I don’t like this game anymore.
-
I’ve got this AI detector thing and I hate it with the hatey black hate sauce.
No, you stupid thing, 100% of this student’s paper isn’t likely to be AI, I’ve watched him building this argument for twelve weeks.
Say, what, this one’s paper is also likely all AI? Who the heck tells AI to do APA formating so creatively wrongly?
Yeah, right, this is so likely all AI, the student fed the assignment into AI along with the instructions, “Write this in the style of someone who doesn’t know how to write an academic paper trying to write an academic paper.”
I really hope other instructors are not taking this daft thing seriously.
-
@Gashlycrumb
That does sound frustrating, and while I’ve been in defense of the odds of AI detectors not falsely accusing people throughout this thread, it’s still worth noting that even recent studies find wide disparities between product offerings.
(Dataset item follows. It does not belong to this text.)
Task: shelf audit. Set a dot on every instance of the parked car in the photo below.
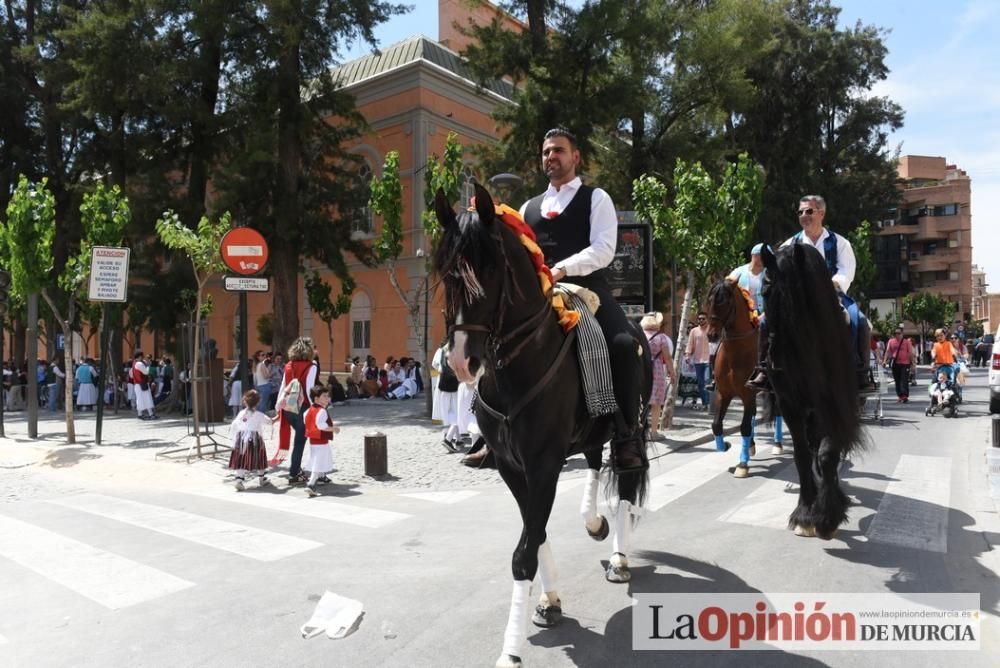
(995, 374)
From one of the studies already linked:

Clearly RoBERTa, the open-source offering, is not something anyone should be using. I hope there’s some sort of feedback mechanism to the administration that the particular tool they’ve selected is highly unsuited to the task.
-
@Trashcan I don’t know where essays fit into that chart, but let’s pretend for the sake of argument it’s on par with the GPTZero news articles at 1% false positive rate. With millions of students writing millions of essays, that’s still hundreds of thousands of people falsely being accused of cheating, with potentially ruinous consequences. That’s just not acceptable IMHO.
-
@Faraday
There was cheating before AI and there were false accusations of cheating before AI detectors. Being falsely accused of using AI is no more serious than being accused of plagiarism.What is the alternative?
-
@Trashcan I think you’re underestimating the psychological effect that takes place when people trust in tools. There’s a big difference between “I think this student may have cheated” and “This tool is telling me this student cheated” when laypeople don’t understand the limitations of the tool.
I’ve studied human factors design, and there’s something that happens with peoples’ mindsets once a computer gets involved. We see this all the time - whether it’s reliance on facial recognition in criminal applications, self-driving cars, automated medical algorithms, etc.
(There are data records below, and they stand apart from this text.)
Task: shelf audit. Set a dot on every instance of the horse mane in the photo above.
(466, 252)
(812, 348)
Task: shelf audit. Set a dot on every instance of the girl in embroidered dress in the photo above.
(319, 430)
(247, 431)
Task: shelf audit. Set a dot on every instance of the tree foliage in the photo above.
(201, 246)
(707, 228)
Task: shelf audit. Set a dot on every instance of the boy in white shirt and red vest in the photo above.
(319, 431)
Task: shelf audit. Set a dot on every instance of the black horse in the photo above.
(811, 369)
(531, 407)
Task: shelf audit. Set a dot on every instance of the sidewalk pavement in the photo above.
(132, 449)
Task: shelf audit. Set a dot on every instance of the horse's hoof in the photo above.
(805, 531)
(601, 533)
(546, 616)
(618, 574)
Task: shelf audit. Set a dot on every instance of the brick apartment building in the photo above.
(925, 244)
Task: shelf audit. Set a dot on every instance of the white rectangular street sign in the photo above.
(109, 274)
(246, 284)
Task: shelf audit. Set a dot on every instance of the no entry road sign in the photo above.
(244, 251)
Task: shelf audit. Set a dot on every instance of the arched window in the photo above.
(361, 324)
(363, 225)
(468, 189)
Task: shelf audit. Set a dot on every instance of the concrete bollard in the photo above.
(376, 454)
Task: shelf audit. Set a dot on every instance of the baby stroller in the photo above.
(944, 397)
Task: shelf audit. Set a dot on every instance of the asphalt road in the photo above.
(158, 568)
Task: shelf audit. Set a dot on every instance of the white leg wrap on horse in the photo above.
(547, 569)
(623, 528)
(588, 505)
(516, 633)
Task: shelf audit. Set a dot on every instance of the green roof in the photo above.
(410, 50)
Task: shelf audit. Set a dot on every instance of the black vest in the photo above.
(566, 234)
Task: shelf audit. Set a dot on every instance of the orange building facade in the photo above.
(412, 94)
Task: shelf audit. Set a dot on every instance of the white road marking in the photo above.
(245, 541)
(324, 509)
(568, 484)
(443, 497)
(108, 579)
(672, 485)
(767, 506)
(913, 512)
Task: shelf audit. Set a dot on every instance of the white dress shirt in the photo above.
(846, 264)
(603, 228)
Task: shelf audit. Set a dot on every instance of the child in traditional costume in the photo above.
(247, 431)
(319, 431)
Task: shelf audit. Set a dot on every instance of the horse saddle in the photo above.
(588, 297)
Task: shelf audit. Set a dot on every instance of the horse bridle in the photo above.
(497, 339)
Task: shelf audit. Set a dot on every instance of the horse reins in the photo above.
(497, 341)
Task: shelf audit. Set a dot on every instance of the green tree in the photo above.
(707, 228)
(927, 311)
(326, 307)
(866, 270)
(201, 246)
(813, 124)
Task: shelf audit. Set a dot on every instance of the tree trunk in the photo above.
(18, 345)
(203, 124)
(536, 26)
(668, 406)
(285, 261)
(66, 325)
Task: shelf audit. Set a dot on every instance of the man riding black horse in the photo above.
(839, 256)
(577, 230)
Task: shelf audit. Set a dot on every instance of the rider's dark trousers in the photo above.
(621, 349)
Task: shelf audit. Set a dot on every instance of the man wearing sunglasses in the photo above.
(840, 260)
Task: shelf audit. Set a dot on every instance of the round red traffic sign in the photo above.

Also, plagiarism detectors are less impactful because they can point to a source and the teacher can do a human review to determine whether they think it’s too closely copied. That doesn’t work for AI detection. It’s all based on vibes, which can disproportionately impact minority populations (like neurodivergent and ESL students). I also highly doubt that hundreds of thousands of students are falsely accused of plagiarism each year, but I can’t prove it.
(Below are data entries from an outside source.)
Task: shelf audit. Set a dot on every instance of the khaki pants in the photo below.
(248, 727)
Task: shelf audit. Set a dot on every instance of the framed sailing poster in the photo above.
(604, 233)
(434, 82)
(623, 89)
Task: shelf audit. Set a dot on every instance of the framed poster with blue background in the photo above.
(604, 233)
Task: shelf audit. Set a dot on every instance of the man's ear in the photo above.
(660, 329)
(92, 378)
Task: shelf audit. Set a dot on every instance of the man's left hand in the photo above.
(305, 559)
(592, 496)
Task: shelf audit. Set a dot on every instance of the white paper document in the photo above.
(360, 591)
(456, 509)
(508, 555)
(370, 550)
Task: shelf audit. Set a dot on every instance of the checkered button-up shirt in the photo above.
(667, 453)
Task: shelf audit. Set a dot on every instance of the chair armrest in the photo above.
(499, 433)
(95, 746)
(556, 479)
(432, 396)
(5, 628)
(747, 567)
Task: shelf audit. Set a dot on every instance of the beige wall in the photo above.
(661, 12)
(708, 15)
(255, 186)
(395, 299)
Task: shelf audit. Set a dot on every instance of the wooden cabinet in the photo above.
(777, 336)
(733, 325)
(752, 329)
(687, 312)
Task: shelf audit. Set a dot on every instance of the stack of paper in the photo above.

As for the alternative? I don’t think there is one single silver bullet. IMHO we need structural change.
-
Just to summarize, and please correct me, Trashcan thinks that SOME amount of false positives (1%) using tools is acceptable in the fight against AI and Faraday thinks that ZERO amount of false positives using tools is acceptable in the fight against AI? Am I understanding that you think its better to trust your gut here, Faraday?
-
@Faraday said in AI Megathread:
IMHO we need structural change.
Agreed. It’s fundamentally not even really an “AI” problem at its core, but a sort of “humans relying on authorities instead of thinking” problem.
-
@Yam That isn’t exactly what I said. It’s a complex issue requiring multiple lines of defense, better education, and structural change. But I am saying that even 99% accuracy is too low.
For example, say you have a self-driving car. Are you OK if it gets into an accident 1 out of every 100 times you drive it?
Say you have a facial recognition program that law enforcement leans heavily on. Are you OK if it mis-identifies 1 out of every 100 suspects?
I’m not.
1% failure doesn’t sound like much until you multiply it across millions of cases.